Canada ended air strikes in Iraq and Syria in mid-February, fulfilling a campaign promise made by Prime Minister Justin Trudeau and his Liberal party, and bolstered its training mission of Kurdish forces in northern Iraq.

Canada is also continuing to assist the international coalition fighting ISIL with air-to-air refuelling and aerial surveillance and reconnaissance.

Thomas Juneau, an assistant professor of public and international relations at the University of Ottawa, said Canadian troops wearing the Kurdish flag “is a pretty marginal issue”.

But he said it raises a larger question about Canada’s short- and long-term goals in Iraq.


READ MORE: Canada to end bombing missions in Iraq and Syria


Canada does not support the prospect of an independent Kurdistan and wants Kurds to reintegrate into the politics of Iraq more generally, Juneau told Al Jazeera, but at the same time it is strengthening the Kurdistan Regional Government (KRG).
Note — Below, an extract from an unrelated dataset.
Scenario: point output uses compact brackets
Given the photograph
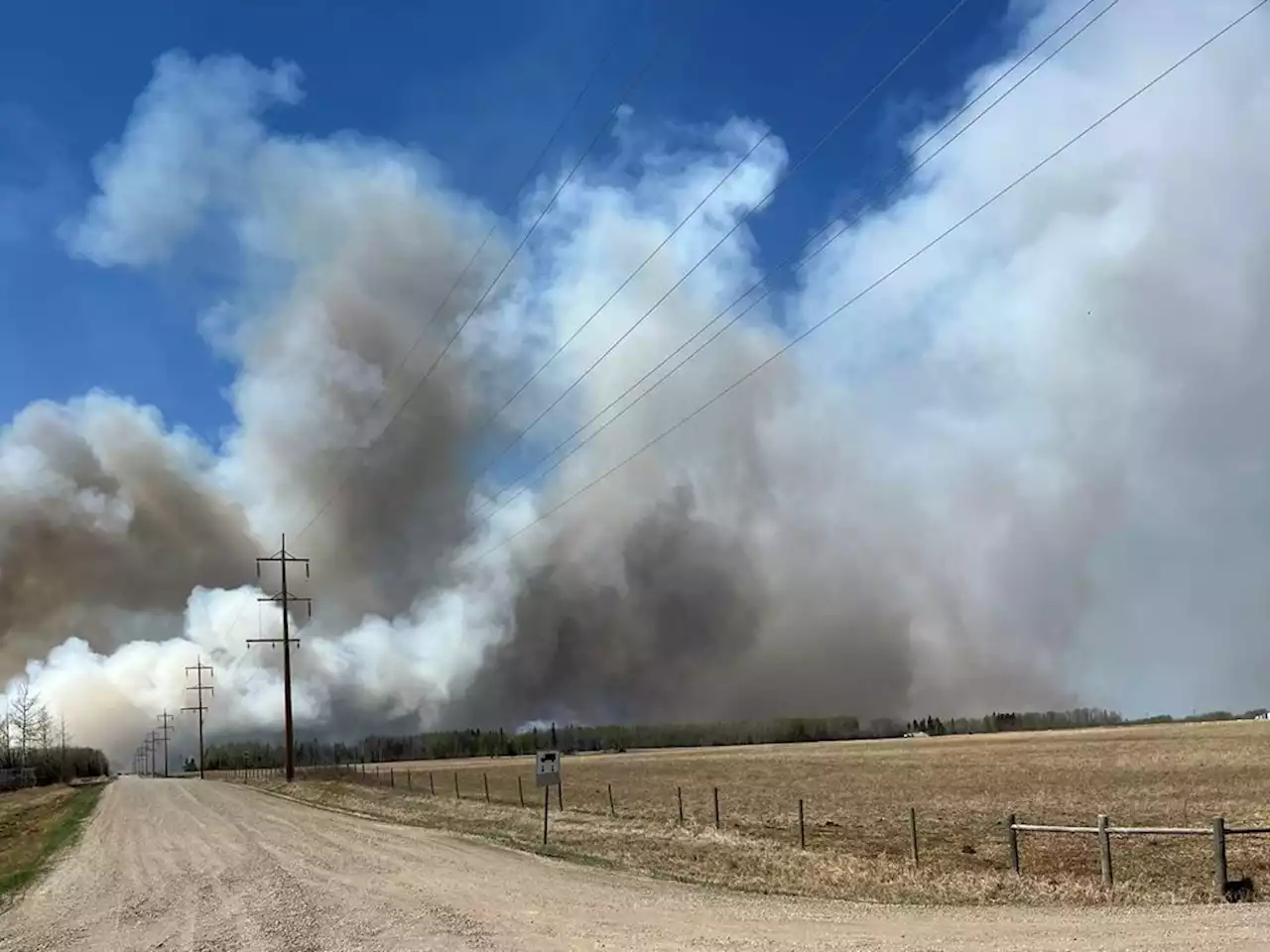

“In the short term, it does make strategic sense to support the KRG because they’re one of the best actors on the ground against the Islamic State,” Juneau said. “But in the long term it doesn’t make sense.”

Still, Juneau said the flag could be strictly operational, as Ottawa has said.

Kurdish forces shot and killed a Canadian soldier in a case of friendly fire in northern Iraq last year, and “as one way to mitigate against the risk of that happening, it’s not a bad idea,” Juneau said.

But the flag of Kurdistan is loaded with symbolism, as leaders of the Kurdish national movement first unveiled it in the early 20th century.

“It’s a symbol of Kurdish separatism and therefore the wearers of it would be considered to be associated with it,” Mason told Al Jazeera.

“If Canadian soldiers are wearing this flag, then it certainly gives the impression that Canada supports this.”